阿克济阿哈哈大笑,眼见着宣府最高级别的官员成了瓮中之鳖,便又起了猫戏老鼠之心。
“若投降,可免你一死!”
眼见鞑子呼呼啦啦涌了进来,李凤翔竟一改平素优柔寡断的形象,断然拒绝。
“我生为大明之人,死为大明之鬼,岂会对鞑虏卑躬屈漆!”
这一番话掷地有声,传到城上去,那商人首领听了,一阵暗赞,想不到这宦官倒有骨气的很。但此时城上的情况已经容不得他再袖手旁观。“瓮城”的陷落使得本就低迷到极点的护粮兵彻底崩溃,很多人绝望的往城外纵身跳下,横竖都是死,不如拼一次,赌一把。

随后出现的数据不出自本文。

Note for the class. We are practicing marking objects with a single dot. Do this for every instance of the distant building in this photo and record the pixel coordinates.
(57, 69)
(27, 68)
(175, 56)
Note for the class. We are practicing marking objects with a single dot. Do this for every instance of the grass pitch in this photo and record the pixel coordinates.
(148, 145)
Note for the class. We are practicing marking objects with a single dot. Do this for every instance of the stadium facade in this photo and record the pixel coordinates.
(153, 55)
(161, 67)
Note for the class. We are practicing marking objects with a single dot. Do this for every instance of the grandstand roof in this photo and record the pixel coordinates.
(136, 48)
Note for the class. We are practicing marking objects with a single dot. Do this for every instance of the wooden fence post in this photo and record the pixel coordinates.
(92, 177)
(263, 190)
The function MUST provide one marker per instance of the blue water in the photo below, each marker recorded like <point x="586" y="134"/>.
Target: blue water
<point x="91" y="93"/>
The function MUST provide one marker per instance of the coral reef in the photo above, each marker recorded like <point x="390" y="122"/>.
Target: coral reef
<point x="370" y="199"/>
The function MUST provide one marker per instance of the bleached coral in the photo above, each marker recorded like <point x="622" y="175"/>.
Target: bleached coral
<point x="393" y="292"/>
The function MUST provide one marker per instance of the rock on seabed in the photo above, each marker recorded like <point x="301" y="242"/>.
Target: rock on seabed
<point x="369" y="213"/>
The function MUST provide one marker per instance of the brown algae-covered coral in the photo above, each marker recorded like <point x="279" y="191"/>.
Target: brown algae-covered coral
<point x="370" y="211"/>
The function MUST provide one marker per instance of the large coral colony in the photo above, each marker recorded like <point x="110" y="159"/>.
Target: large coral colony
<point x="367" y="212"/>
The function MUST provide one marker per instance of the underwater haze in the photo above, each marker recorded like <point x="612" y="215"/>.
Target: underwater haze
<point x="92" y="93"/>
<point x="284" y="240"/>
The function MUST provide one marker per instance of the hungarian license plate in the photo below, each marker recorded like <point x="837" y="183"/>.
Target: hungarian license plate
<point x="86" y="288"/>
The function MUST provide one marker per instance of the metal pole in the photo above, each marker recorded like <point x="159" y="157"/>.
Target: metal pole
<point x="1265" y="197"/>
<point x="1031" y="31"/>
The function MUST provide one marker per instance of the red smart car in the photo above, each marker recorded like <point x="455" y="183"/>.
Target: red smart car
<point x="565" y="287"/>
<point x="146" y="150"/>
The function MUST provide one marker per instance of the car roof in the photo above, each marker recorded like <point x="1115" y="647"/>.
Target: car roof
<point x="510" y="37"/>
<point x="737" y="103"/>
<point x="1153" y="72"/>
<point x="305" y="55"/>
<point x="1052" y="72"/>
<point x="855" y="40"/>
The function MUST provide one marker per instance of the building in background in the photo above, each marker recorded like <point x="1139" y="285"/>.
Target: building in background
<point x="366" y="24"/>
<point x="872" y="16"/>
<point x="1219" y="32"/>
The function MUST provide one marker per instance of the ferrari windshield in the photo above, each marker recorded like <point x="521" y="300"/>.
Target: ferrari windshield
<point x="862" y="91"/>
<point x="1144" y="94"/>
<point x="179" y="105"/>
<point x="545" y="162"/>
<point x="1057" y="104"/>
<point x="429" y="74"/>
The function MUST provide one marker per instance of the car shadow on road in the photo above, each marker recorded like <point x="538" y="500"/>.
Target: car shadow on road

看着局面若此,他不禁一阵沮丧,大将军绝对料想不到,宣府城竟如此不堪一击,而李凤翔也将因此而殉城。
阿克济阿毫不动怒,原本也没打算他能投降,他折腾的越是欢腾,自己收拾起来就越有意思。
谁知李凤翔却伸手指了一处对阿克济阿道:“你看这是什么?”
立即有随从上前将一堆隆起之物上面盖着的苫布揭了开来,阿克济阿定睛看清那苫布地下究竟为何物时,瞳孔骤然收缩,暗骂一声不好,转头便跑。其余的鞑子却不明白自家章京如何像丢了魂一般的往外跑。
李凤翔悲戚一叹,“万岁,老奴有罪,老奴万死也难赎罪,老奴就是死也不能让粮食落入鞑虏之手!”说罢,火把一抖便脱手而出,再空中翻滚着飞了过去。苫布底下盖着的竟是已经筛好的黑火药,火把怦然落下,随之便腾起一团团耀眼的火光,而后轰然巨响,整个宣府城都在颤抖,火球冲天而起,瞬间便将院中的鞑子吞噬掉。
巨大的气流甚至冲到了城墙上,高铿把着女墙正犹豫跳还是不跳,便觉得后背传来一股难以抗拒的推力,整个人就飞了出去,而后眼前便陷入了一片黑暗之中。
远在数十里开外的张石头觉得脚下似乎隐隐震动了一下,以为自己产生了幻觉,短暂失神的注意力很快就回到了战场上。空气里弥漫着浓厚的硝烟,鼻腔里充满了火药燃烧后的硫磺味道。